Khalidi contrasts the Orientalist perspective—seeing the region entirely through Western eyes—with the perspective of the people who live there. Colonial and economic exploitation of the Middle East, carried out under the guise of “spreading democracy” and promoting “superior” Western values, is deeply offensive to a people who have had centuries of cultural development, rooted in Islam.
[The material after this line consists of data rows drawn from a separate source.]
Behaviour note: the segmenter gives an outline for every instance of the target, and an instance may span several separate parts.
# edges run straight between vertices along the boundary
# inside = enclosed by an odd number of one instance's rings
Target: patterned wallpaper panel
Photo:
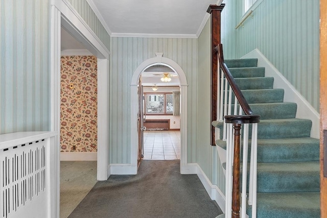
[[[61,151],[97,152],[97,57],[62,56],[61,63]]]

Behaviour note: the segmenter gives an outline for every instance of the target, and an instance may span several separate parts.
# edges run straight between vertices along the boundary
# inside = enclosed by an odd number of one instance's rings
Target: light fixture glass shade
[[[156,86],[155,84],[154,84],[154,85],[152,86],[151,88],[153,91],[156,91],[158,90],[159,88],[158,88],[158,86]]]
[[[172,80],[172,78],[169,77],[169,74],[164,74],[164,76],[160,79],[160,80],[167,83],[170,82]]]

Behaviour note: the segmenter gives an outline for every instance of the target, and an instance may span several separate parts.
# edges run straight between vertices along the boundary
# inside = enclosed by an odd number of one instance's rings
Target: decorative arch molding
[[[175,61],[162,57],[163,53],[155,53],[156,57],[141,63],[134,71],[131,81],[131,167],[137,173],[137,81],[141,74],[147,67],[161,64],[171,67],[178,76],[180,83],[180,173],[189,174],[187,167],[187,107],[188,83],[182,68]]]

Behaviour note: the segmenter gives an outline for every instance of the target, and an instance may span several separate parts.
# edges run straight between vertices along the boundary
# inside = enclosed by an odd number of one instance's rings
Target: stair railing
[[[226,141],[225,217],[245,218],[246,214],[247,164],[243,164],[242,204],[240,205],[241,142],[243,140],[243,163],[247,163],[249,124],[252,124],[250,176],[248,203],[252,205],[252,217],[256,216],[256,149],[258,123],[260,116],[253,114],[249,104],[225,63],[222,44],[214,48],[220,65],[217,96],[217,114],[223,122],[223,140]],[[234,98],[233,102],[232,102]],[[244,115],[243,115],[243,113]],[[243,126],[243,135],[241,134]],[[240,207],[241,208],[240,212]]]

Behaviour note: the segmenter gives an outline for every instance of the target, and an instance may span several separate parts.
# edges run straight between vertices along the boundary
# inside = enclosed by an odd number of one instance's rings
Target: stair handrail
[[[254,114],[249,104],[237,85],[227,65],[225,63],[223,53],[223,46],[221,43],[214,49],[214,53],[217,54],[219,64],[222,70],[220,77],[220,116],[223,114],[223,139],[226,141],[226,208],[225,217],[238,218],[245,217],[246,214],[246,186],[247,164],[243,167],[242,177],[242,211],[240,210],[240,151],[241,139],[243,141],[243,162],[247,162],[247,150],[249,139],[249,124],[252,124],[251,141],[251,156],[250,161],[250,184],[249,185],[248,204],[252,205],[252,218],[256,217],[256,162],[257,162],[257,135],[258,123],[260,121],[260,115]],[[224,80],[227,80],[228,83]],[[227,96],[227,86],[229,86],[229,95]],[[225,88],[224,96],[222,91]],[[231,91],[236,99],[234,112],[232,114],[231,108]],[[223,99],[224,102],[223,102]],[[227,102],[227,99],[228,102]],[[241,108],[237,112],[238,104]],[[228,105],[228,108],[227,106]],[[242,110],[241,110],[242,109]],[[243,113],[245,115],[243,115]],[[221,118],[220,118],[221,119]],[[241,136],[241,126],[244,126],[243,135]],[[242,138],[243,137],[243,138]],[[231,183],[231,184],[230,184]]]
[[[254,120],[253,120],[253,123],[259,123],[260,116],[259,115],[253,114],[253,112],[252,111],[251,108],[250,107],[250,106],[245,100],[245,98],[241,91],[240,88],[236,84],[236,82],[235,81],[234,78],[231,75],[229,69],[225,63],[225,60],[224,60],[224,55],[223,53],[222,44],[219,44],[214,49],[214,51],[218,53],[218,61],[220,65],[220,67],[224,72],[224,74],[225,74],[226,78],[228,81],[228,82],[229,83],[229,84],[231,87],[231,88],[233,90],[233,91],[234,92],[236,98],[239,101],[240,105],[241,105],[241,106],[242,107],[242,108],[244,111],[244,113],[246,115],[254,115],[253,118],[254,119]],[[241,117],[240,117],[240,118],[241,118]]]

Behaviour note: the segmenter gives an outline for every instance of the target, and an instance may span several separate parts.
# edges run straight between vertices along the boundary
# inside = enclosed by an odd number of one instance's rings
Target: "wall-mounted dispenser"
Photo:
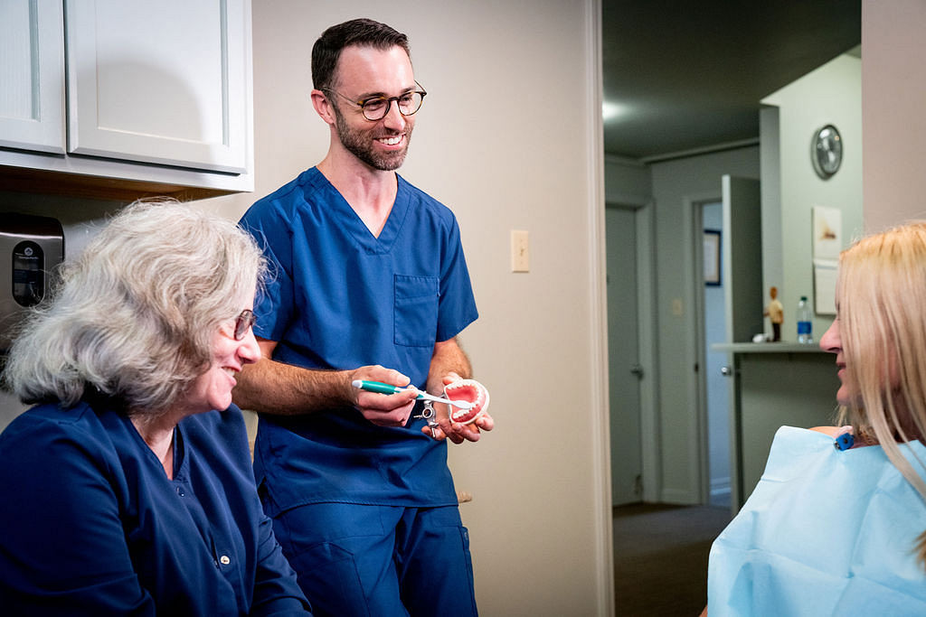
[[[51,291],[64,259],[64,230],[48,216],[0,213],[0,351],[9,328]]]

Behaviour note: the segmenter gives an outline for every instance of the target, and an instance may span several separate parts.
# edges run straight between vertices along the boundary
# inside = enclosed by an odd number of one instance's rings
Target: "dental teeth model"
[[[352,382],[351,385],[359,389],[379,392],[380,394],[396,394],[407,389],[379,381],[361,381],[359,379]],[[489,390],[475,379],[459,379],[447,384],[444,387],[443,396],[433,396],[418,390],[418,398],[422,401],[450,405],[450,419],[461,425],[473,422],[489,407]],[[432,416],[429,414],[424,417],[431,418]]]
[[[444,396],[452,401],[466,401],[469,409],[451,408],[450,419],[461,425],[468,425],[481,416],[489,408],[489,390],[475,379],[460,379],[444,388]]]

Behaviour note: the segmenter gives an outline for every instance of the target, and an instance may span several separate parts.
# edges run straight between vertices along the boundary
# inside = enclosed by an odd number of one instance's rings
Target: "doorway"
[[[608,204],[605,209],[613,506],[643,497],[635,217],[635,211],[626,206]]]
[[[715,352],[711,345],[727,341],[726,307],[720,256],[723,254],[723,203],[702,203],[700,228],[704,241],[700,263],[704,264],[701,292],[700,327],[704,339],[704,392],[707,406],[707,504],[730,507],[730,378],[721,370],[729,364],[727,353]],[[717,252],[716,253],[714,252]],[[716,275],[716,276],[714,276]]]
[[[612,506],[656,502],[659,444],[652,204],[605,209]]]

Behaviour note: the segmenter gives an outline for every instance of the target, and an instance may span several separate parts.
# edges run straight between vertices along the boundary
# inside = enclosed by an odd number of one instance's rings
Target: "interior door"
[[[727,340],[752,340],[763,328],[762,204],[759,181],[723,177],[723,278]]]
[[[727,341],[748,342],[764,327],[762,311],[762,208],[759,181],[724,176],[723,242],[724,304],[727,314]],[[727,365],[732,370],[730,389],[730,474],[731,507],[739,510],[743,502],[743,478],[739,459],[742,452],[739,408],[739,376],[732,354]]]
[[[635,216],[632,208],[605,210],[613,505],[640,501],[643,488]]]

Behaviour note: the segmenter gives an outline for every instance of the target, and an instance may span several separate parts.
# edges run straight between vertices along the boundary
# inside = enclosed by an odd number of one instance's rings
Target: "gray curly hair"
[[[9,351],[4,380],[24,403],[102,395],[157,414],[211,362],[267,263],[232,221],[172,200],[126,206],[75,260]]]

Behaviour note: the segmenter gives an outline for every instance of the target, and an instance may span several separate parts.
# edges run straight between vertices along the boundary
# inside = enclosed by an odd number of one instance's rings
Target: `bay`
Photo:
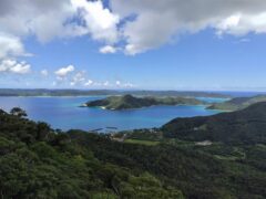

Imperialism is a temptation major powers rarely resist, though they use cover stories regarding threats (terrorism) and high ideals (altruism) to justify their actions and help their citizens overlook the violations of liberal values. Khalidi cites many of the cover stories the West has used and continues to use.

Khalidi is passionately committed to explaining the region. I will draw on this work a great deal in preparing a series of lectures for churches. I think I will call the series “Peace and Justice in the Middle East from a Non-Orientalist Perspective, Courtesy of Rashid Khalidi; Knowledge of Arabic Not Required but Recommended.”